J.-C.C. : Il faut dire que rien n’est plus difficile que de ranger une bibliothèque. A moins de commencer à mettre un peu d’ordre dans le monde. Qui s’y hasarderait ? Comment allez-vous ranger ? Par matières ? Mais alors vous auriez des ouvrages de formats très différents et vous devriez revoir vos rayonnages. Alors par formats ? Par époques ? Par auteurs ? Vous avez des auteurs qui ont écrit sur tout. Si vous optez pour un rangement par matières, un auteur comme Kircher se retrouvera dans chaque rayon.

U.E. : Leibniz s’était posé le même problème. Et pour lui, c’était le problème de l’organisation d’un savoir. Le même problème que se sont posé D’Alembert et Diderot à propos de l’Encyclopédie.

J.-C.C. : Les problèmes n’ont commencé à se poser véritablement qu’à une date récente. Une grande bibliothèque privée, au XVIIsiècle, contenait au maximum trois mille volumes.

U.E. : Tout simplement, répétons-le, parce que les livres coûtaient infiniment plus cher qu’aujourd’hui. Un manuscrit coûtait une fortune. De telle sorte qu’il était préférable parfois de le recopier à la main au lieu de l’acheter.

Je voudrais maintenant vous conter une histoire amusante.

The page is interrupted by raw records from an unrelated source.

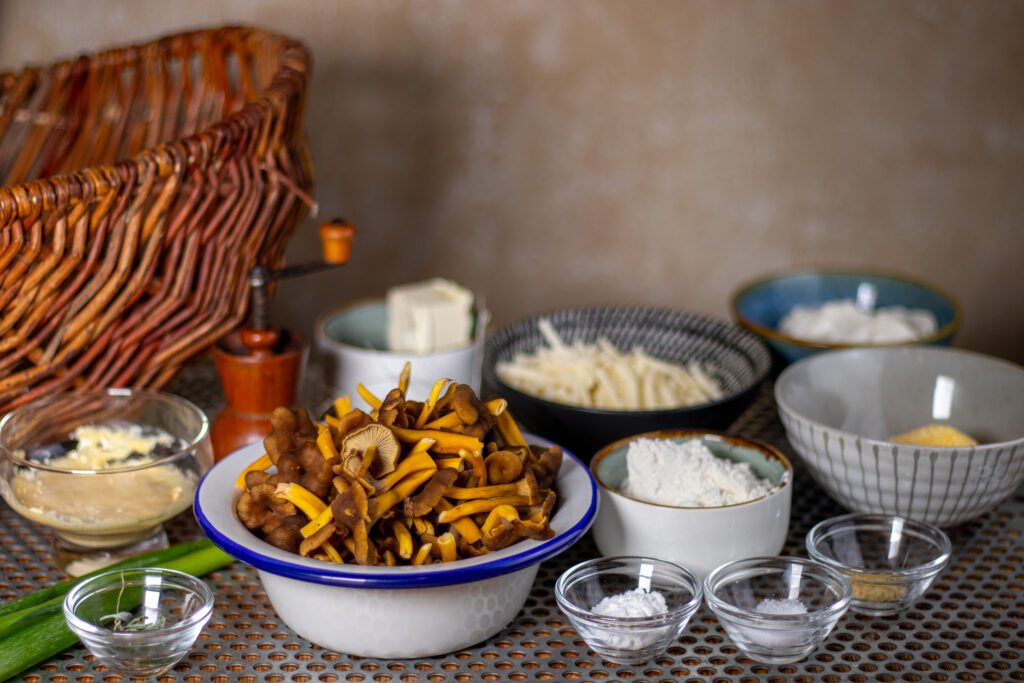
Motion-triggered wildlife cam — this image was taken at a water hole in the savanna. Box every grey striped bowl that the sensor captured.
[775,346,1024,526]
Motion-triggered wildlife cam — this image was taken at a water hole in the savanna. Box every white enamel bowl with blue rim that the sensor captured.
[195,436,598,659]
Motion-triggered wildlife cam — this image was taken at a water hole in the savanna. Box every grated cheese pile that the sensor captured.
[495,319,724,411]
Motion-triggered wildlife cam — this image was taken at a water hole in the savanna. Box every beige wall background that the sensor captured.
[0,0,1024,362]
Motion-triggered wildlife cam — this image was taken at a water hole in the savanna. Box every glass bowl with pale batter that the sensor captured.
[0,389,213,575]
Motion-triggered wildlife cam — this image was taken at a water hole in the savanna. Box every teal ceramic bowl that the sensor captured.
[590,429,793,579]
[730,269,963,364]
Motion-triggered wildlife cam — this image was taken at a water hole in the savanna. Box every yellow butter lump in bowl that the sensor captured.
[889,424,978,446]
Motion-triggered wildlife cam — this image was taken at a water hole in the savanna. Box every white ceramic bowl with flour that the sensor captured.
[590,430,793,579]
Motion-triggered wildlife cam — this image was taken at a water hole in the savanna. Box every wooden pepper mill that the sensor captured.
[210,219,355,460]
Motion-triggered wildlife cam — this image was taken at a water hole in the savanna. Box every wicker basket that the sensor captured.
[0,28,312,414]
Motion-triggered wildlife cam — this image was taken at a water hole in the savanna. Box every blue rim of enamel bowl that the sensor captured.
[194,435,598,589]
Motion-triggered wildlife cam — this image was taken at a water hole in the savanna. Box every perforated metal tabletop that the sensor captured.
[0,362,1024,683]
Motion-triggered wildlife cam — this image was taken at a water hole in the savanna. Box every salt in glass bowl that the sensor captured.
[805,513,952,616]
[555,557,702,665]
[703,557,853,665]
[63,567,213,678]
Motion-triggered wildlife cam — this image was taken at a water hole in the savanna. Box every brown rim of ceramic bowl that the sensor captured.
[729,267,964,350]
[588,429,793,510]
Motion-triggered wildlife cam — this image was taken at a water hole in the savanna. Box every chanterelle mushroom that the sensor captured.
[340,422,401,478]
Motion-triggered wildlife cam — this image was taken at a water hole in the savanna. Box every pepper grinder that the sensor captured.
[210,218,355,460]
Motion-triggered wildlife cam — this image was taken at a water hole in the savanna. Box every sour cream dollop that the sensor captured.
[778,299,939,344]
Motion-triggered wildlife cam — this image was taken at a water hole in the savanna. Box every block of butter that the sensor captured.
[387,278,473,353]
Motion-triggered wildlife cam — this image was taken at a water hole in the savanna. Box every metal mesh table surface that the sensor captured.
[0,362,1024,683]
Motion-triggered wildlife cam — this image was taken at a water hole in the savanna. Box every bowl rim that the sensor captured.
[589,429,794,511]
[772,345,1024,448]
[60,566,215,642]
[729,266,964,350]
[0,387,211,476]
[804,512,953,580]
[703,555,853,624]
[193,432,599,589]
[481,304,772,419]
[554,555,703,628]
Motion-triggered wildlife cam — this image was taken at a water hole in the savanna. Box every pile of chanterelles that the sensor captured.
[237,369,562,565]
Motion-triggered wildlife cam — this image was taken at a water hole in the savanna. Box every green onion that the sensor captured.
[0,539,234,681]
[0,539,211,630]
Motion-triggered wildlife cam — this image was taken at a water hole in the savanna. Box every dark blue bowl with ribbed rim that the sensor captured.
[483,306,771,462]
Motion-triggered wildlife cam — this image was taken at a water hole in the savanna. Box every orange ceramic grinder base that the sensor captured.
[210,219,355,460]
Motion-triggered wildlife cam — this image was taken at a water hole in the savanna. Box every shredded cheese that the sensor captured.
[495,318,724,411]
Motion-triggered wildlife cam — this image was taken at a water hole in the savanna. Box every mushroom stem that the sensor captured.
[377,451,439,493]
[434,498,480,543]
[234,453,273,490]
[437,496,529,523]
[423,411,462,429]
[370,468,436,524]
[483,398,509,418]
[391,427,483,456]
[416,377,452,429]
[412,543,433,566]
[274,481,327,519]
[495,411,526,446]
[355,382,384,411]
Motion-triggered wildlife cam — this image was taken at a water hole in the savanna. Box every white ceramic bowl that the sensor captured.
[590,429,793,580]
[195,436,598,659]
[315,299,489,401]
[775,346,1024,526]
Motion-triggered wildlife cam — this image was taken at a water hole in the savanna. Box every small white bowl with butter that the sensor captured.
[315,278,489,398]
[590,430,793,579]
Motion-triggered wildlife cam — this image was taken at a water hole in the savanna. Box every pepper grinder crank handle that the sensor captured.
[242,218,355,355]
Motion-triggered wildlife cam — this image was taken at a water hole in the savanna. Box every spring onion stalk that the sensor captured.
[0,539,212,618]
[0,540,234,681]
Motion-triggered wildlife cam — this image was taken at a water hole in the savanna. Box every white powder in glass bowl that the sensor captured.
[621,438,773,508]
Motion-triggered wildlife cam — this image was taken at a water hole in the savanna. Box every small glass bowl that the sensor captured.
[705,557,852,664]
[806,513,952,616]
[0,389,213,577]
[555,557,702,665]
[63,567,213,678]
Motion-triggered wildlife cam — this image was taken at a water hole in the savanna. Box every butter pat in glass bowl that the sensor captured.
[590,429,793,579]
[555,557,702,664]
[0,389,213,575]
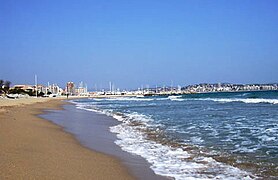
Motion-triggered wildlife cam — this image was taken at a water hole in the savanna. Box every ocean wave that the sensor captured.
[93,97,154,101]
[198,98,278,104]
[168,96,185,101]
[75,102,255,180]
[110,113,253,179]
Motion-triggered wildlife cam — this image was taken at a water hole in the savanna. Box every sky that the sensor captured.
[0,0,278,89]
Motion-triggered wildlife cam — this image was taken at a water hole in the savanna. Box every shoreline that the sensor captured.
[0,99,134,179]
[40,100,167,180]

J’ai visité la bibliothèque de Coimbra, au Portugal. Les tables étaient recouvertes d’un drap feutré, un peu comme des tables de billard. Je demande les raisons de cette protection. On me répond que c’est pour protéger les livres de la fiente des chauves-souris. Pourquoi ne pas les éliminer ? Tout simplement parce qu’elles mangent les vers qui attaquent les livres. En même temps, le ver ne doit pas être radicalement proscrit et condamné. C’est le passage du ver à l’intérieur de l’incunable qui nous permet de savoir de quelle manière les feuillets ont été reliés, s’il n’y a pas des parties plus récentes que d’autres. Les trajectoires des vers dessinent parfois d’étranges figures qui apportent un certain cachet à des livres anciens. Dans les manuels à l’adresse des bibliophiles, nous trouvons toutes les instructions nécessaires pour nous protéger des vers. Un de ces conseils est d’employer le Zyklon B, la substance même utilisée par les nazis dans les chambres à gaz. Certes, il vaut mieux l’employer pour tuer des insectes que des hommes, mais cela fait tout de même une certaine impression.